DES exposure: how many people are affected?
It is still not known how many people are DES exposed worldwide. Many people remain unaware of their exposure and the potential adverse health effects of diethylstilbestrol. Many don’t make the link between DES exposure and the health problems they are facing and sometimes even doctors don’t make that link either.
Anyone born or pregnant in the US between 1938 and 1971, and until the mid-’80s in some European countries (until 1977 in France), may have been exposed. In the United States alone an estimated 5 -10 million people were exposed to Diethylstilbestrol, including women who were prescribed DES while pregnant, and the children born of those pregnancies.

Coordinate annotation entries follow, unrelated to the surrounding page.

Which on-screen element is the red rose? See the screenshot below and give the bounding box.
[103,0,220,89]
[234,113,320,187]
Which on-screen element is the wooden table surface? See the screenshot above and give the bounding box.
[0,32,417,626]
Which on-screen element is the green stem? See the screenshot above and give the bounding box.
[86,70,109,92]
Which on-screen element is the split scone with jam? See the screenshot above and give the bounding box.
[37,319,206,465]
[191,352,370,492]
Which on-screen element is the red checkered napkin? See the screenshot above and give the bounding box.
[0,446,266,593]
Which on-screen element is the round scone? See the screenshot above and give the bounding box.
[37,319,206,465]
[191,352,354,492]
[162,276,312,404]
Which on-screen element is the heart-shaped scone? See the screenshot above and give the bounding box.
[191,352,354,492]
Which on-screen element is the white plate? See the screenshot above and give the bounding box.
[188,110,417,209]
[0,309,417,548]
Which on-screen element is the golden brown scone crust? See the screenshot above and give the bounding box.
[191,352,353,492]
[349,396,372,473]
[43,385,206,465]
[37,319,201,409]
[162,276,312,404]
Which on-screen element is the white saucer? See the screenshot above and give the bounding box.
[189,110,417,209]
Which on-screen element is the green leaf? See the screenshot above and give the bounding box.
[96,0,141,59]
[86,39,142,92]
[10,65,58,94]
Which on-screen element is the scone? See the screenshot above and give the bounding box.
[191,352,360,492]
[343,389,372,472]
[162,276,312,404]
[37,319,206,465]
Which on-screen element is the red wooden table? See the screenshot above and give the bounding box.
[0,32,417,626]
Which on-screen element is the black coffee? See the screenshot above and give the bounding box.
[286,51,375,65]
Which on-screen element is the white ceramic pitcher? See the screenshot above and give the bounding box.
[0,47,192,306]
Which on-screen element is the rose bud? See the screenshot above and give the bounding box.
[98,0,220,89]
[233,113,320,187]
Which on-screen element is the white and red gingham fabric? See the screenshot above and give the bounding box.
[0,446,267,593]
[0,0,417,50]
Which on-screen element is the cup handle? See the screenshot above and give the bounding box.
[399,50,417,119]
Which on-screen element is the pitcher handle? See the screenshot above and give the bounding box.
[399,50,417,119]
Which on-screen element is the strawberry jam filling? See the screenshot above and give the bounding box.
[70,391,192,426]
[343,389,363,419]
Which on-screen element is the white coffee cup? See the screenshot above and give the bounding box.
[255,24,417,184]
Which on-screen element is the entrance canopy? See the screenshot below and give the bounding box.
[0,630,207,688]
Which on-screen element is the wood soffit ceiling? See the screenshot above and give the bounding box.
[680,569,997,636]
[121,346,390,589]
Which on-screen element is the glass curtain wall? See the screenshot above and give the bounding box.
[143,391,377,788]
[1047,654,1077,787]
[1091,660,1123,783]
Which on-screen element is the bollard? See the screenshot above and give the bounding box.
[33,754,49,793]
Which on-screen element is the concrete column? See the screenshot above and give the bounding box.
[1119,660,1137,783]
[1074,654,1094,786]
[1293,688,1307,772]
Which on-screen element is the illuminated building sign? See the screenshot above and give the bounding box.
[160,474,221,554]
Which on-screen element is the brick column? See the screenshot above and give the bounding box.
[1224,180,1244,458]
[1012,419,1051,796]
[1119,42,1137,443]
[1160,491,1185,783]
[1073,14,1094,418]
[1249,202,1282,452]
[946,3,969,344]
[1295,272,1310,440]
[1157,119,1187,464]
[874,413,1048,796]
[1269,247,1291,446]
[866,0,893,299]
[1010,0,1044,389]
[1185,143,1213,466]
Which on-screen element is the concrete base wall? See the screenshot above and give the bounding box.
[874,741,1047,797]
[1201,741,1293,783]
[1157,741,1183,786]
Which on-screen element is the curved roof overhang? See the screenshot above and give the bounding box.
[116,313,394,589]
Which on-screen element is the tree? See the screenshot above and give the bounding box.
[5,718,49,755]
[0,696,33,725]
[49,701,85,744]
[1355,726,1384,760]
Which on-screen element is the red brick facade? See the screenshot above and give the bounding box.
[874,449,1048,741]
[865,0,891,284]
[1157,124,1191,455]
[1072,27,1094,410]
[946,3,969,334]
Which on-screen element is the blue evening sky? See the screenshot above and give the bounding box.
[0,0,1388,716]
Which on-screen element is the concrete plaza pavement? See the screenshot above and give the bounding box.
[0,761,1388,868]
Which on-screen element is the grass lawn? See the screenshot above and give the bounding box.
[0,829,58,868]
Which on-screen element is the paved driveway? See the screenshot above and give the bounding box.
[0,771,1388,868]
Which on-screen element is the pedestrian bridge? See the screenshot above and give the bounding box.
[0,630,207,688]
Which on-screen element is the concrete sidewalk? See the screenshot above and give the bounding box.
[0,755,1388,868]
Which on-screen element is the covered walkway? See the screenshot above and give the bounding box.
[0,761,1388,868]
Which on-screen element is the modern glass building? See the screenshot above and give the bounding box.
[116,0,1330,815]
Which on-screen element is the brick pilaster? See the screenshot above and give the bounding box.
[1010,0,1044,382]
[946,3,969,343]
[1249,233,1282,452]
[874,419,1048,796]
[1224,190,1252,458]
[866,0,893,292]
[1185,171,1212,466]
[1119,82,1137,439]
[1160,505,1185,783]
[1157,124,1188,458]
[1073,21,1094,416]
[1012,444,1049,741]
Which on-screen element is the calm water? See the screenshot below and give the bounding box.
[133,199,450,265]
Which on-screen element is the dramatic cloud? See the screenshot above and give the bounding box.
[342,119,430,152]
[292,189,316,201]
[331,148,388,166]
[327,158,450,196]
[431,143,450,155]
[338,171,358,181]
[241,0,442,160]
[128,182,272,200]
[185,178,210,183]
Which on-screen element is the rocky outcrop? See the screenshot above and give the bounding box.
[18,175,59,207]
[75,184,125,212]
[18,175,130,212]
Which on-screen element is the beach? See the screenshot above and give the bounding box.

On a pro rata basis with research done in the Netherlands and in America, the total number of people exposed to Diethylstilboestrol in the UK may be as high as 300,000. An estimated 200,000 French mothers have been prescribed DES and have given birth to 160,000 DES exposed daughters and sons. For Australia, an estimated 740,000 individuals have been DES exposed. DES has been and still is a well kept secret, a taboo subject not only in families but within the medical community too.
DES: not the end of the story yet!
Diethylstilbestrol has put the mothers prescribed the drug, their daughters and sons exposed in utero, and potentially their grand-children at risk for serious health problems including but not limited to structural damages in reproductive organs, high risk pregnancies and miscarriage, vaginal cancer, infertility and possible immune system impairment.
Effects on the third generation – DES grandchildren – are as yet unknown since the full effects of diethylstilbestrol may not be seen until an exposed child reaches the age of reproduction.
The youngest DES daughters should reach the age of menopause by 2040 at the latest so unfortunately we have to remain vigilant for quite a while. The diethylstilbestrol issue will not be finished until these three generations of DES-exposed mothers, daughters, DES sons and grand-children are gone. Diethylstilbestrol has affected and continues to affect, in many different ways, millions of people. My DES daughter journey started with a miscarriage prior to a DES pregnancy and now continues with constant fear for my daughters, my mum and my own health like many, many, many other DES daughters less lucky that I have been so far. Diethylstilbestrol is a world drug disaster yet very few people know about it and about its tragic consequences.